Sunday, August 06, 2006

Interview with Rick Kuhn

Here’s another interview about VSU, this time with Rick Kuhn who is an academic working at the Australian National University.

It was reported in the Green Left Weekly that, "...ANU academic Rick Kuhn and Resistance activist Leigh Hughes were enthusiastically received by the crowd when they condemned the VSU legislation as a political attack on the basic right of students to organise a fight-back against regressive Coalition policies."

Could you elaborate on your views in this regard?


Student unions, SRCs and Students Associations, exist to represent the collective interests of students. They mean that students democratically decide how to respond together to government policies of different kinds, actions by university administrations as well as a range of political and social issues.

Over the past 40 to 50 years they have tended to be critical of the Coalition (although there have been periods at some campuses when the right has dominated student unions). That is why the Howard government has introduced VSU. It wants to silence critical voices.

The idea of "voluntary student unionism" is like that of "voluntary taxation". Student unions provide services, especially that of democratically representing students to government, uni[versity] administrations and the wider society, from which all students benefit. Governments also provide services for the whole community. Making student union membership and fees voluntary is as much of a nonsense as making membership of the Australian political system and the payment of taxes voluntary.

7 Comments:

At August 06, 2006 12:38 pm, Blogger skepticlawyer said...

This guy trusts government WAY too much. Why is it, if a service is delivered by private enterprise, it is malign? And why, when delivered by government, does it mysteriously become benign?

 
At August 07, 2006 12:29 am, Blogger Rafe said...

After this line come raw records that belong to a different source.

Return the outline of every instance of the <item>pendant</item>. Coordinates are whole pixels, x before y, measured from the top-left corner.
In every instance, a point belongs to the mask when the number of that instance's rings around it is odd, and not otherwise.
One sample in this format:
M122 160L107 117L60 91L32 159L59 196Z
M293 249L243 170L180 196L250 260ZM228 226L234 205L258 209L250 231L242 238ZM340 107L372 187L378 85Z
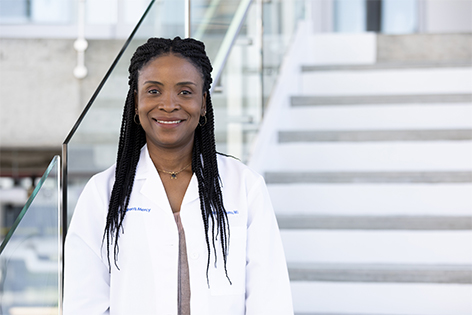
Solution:
M175 173L170 174L170 179L177 179L177 174Z

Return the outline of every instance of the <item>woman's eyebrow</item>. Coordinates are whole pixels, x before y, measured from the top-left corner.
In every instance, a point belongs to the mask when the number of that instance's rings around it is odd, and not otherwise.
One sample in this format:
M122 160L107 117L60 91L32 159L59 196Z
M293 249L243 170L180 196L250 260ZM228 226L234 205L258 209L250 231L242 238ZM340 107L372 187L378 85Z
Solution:
M162 82L159 82L159 81L145 81L143 83L143 85L146 85L146 84L157 84L157 85L164 85L164 83ZM179 82L177 83L176 85L180 86L180 85L197 85L195 82L192 82L192 81L183 81L183 82Z
M196 86L197 84L192 81L184 81L184 82L179 82L176 85L195 85Z
M159 82L159 81L146 81L143 83L143 85L145 84L157 84L157 85L164 85L163 83Z

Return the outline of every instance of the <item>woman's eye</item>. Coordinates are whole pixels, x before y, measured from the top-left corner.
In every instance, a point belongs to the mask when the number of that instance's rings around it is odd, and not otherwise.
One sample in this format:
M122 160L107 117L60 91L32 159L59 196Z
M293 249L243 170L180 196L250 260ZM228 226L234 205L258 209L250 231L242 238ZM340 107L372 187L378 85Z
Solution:
M182 95L190 95L190 94L192 94L192 92L187 91L187 90L183 90L183 91L180 92L180 94L182 94Z
M159 90L152 89L148 91L149 94L159 94Z

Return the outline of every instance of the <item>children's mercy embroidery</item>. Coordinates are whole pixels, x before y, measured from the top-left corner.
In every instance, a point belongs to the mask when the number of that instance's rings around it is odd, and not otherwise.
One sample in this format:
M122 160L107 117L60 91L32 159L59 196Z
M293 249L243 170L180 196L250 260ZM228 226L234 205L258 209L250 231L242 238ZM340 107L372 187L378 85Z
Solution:
M213 214L216 214L216 212L213 211ZM239 211L238 211L238 210L233 210L233 211L231 211L231 210L229 210L229 211L226 210L226 214L239 214Z
M126 211L142 211L142 212L151 212L151 208L140 208L140 207L132 207L126 209Z

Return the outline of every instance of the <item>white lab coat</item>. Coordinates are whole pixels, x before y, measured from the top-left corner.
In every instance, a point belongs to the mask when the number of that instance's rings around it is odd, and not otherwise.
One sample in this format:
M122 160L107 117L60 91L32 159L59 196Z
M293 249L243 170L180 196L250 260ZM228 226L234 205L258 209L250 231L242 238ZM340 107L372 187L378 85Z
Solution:
M195 175L180 210L190 273L192 315L293 314L277 221L263 178L233 158L218 156L223 202L230 222L223 269L207 244ZM66 238L64 315L177 314L179 235L164 186L147 147L141 151L114 265L102 246L115 168L95 175L79 198ZM211 240L211 239L210 239Z

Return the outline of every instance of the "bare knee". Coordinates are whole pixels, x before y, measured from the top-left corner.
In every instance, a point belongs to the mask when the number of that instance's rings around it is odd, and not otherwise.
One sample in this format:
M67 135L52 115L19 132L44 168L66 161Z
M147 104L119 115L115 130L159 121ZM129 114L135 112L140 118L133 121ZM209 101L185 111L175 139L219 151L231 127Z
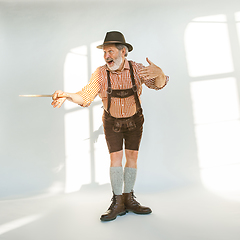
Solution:
M125 167L137 168L138 151L126 149L125 155L126 155Z
M121 167L122 166L123 151L110 153L111 167Z

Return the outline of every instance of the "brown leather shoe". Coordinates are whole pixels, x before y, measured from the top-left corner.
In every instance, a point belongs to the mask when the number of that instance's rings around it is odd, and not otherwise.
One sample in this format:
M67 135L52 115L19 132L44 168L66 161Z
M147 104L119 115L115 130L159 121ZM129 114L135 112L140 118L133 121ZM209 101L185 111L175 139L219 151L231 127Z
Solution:
M101 221L111 221L116 219L117 216L122 216L126 214L125 205L123 203L122 195L113 194L112 204L108 208L108 210L101 216Z
M135 200L133 192L123 193L124 204L127 212L131 211L137 214L149 214L152 210L149 207L141 206L139 202Z

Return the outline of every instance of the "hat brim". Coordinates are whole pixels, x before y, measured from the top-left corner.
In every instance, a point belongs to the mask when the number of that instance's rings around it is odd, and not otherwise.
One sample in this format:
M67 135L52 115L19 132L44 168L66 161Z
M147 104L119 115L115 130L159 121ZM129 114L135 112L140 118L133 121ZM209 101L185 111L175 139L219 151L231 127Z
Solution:
M126 46L128 48L129 52L131 52L133 50L133 46L131 44L129 44L129 43L122 43L122 42L119 42L119 41L108 41L108 42L105 42L102 45L97 46L97 48L98 49L102 49L103 46L106 46L106 45L109 45L109 44L114 44L114 43L118 43L118 44L122 44L122 45Z

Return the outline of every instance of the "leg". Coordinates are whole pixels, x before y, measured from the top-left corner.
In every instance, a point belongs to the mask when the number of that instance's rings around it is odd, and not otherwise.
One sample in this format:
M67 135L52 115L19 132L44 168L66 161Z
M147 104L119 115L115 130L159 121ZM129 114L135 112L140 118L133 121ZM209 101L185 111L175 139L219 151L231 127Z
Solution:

"Democracy" on campus is dominated by interest groups that generally do not serve the interests of the majority of students.

The analogy with taxes does not hold up. Taxes can be justified for things like defence and some forms of public infrastucture that cannot easily be provided otherwise. The things that student stirrers want to have funded by compulsory fees do not fit into that category.

 
At August 07, 2006 7:21 pm, Anonymous Anonymous said...

"Making student union membership and fees voluntary is as much of a nonsense as making membership of the Australian political system and the payment of taxes voluntary."

What rubbish. It is like making membership of the Liberal or Labor party voluntary, which it is and always has been.

 
At August 07, 2006 8:09 pm, Anonymous Anonymous said...

The tax analogy used by Rick Kuhn (and also by Jenny Macklin) has already been demolished by Rafe and Sam, but for the record here's yet another way from Andrew Norton's VSU paper:

"These analogies are very awkward. The non-academic fee is not levied by a government authorised to tax; students cannot go to jail for refusing to pay. How much students pay for an amenities fee depends on what university they attend, and whether they are enrolled full or part-time. It is not a percentage of income or assets, the usual way of calculating taxes and rates. By paying a non-academic fee students become directly entitled to a package of services, while taxes and government services operate independently of each other. Student associations are more like political parties or interest groups than agencies of the state. The non-academic fee needs no analogy. It is exactly what its name suggests, a market fee."

 
At August 07, 2006 10:22 pm, Anonymous Anonymous said...

Agree with you guys (pinching myslef as i type) but I think Kuhn was fairly spot on regarding the Howard governments motivations though - at least at the top echelon.

 
At August 08, 2006 8:56 pm, Anonymous Anonymous said...

Explain how not forcing students to pay money to the guilds will "silence" anyone.

It doesn't cost anything to speak out. Compulsory unionism was always just a great excuse to steal money from students to provide the in-crowd with cheap beer and pizza, and funnel money to their pet political causes.

The fact that the left still believes that struggling students should be forced to fund the upper-middle class private school socialists that dominate student politics just goes to show where their real priorities lie.

 
At August 09, 2006 11:45 pm, Anonymous Anonymous said...

Hey, I'm not defending student politics (despite the gross caricature that you made of it.) I'm just saying Howard saw a chance to snuff out another traditional avenue of dissent.

Under the dominant paradigm of political advocacy it does take money to speak out effectively. I think JWH and co were focused on shortcircuiting this, while satisfying more than a few old scores in the process. I don't terribly mind the outcome and I reckon these chickens may come back to roost (see WA.)